A giant Iron bar in Space!

Rhys Morris, from the School of Physics' Astrophysics group, is part of an international collaboration that have made an unexpected discovery of a massive bar of Iron crossing the Ring Nebula.

The bar’s length is roughly 500times the diameter of Pluto’s orbit around the Sun and, according to the team, the mass of iron atoms is comparable to the mass of Mars. The Ring Nebula, first spotted in 1779 in the northern constellation of Lyra by the French astronomer Charles Messier, is a colourful shell of gas thrown off by a star as it ends the nuclear fuel-burning phase of its life. Our own Sun will expel its outer layers in a similar way in a few billion years’ time.

The hot Iron cloud was discovered in observations obtained using a new instrument installed on the Isaac Newton Group’s 4.2-metre William Herschel Telescope (WHT) on the island of La Palma. The instrument is called the WHT Enhanced Area Velocity Explorer (WEAVE) and it allows images of the Nebula to be viewed at all wavelengths within the range of the instrument. Lead author Dr Roger Wesson, based jointly at UCL’s Department of Physics & Astronomy and Cardiff University, said: “Even though the Ring Nebula has been studied using many different telescopes and instruments, WEAVE has allowed us to observe it in anew way, providing so much more detail than before."

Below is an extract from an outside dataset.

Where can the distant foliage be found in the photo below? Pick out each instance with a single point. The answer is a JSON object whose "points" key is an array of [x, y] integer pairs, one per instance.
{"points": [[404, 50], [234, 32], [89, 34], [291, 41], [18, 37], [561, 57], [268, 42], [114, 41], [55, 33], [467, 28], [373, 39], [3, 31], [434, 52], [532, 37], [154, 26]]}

By scrolling through the images, the image at 4227 Angstroms, which is associated with four times ionized Iron atoms [Fe V], stood out as being completely different to the distribution of other elements, see Figure 2. The origin of the Iron bar is a mystery, and the team is requesting further observations at higher resolution to try and shed some light on the origin of this feature for a future paper. The discovery paper is published in the Monthly Notices of the Royal Astronomical Society on Friday 16th Jan as 'WEAVE imaging spectroscopy of NGC 6720: an iron bar in the Ring' by Wesson et al.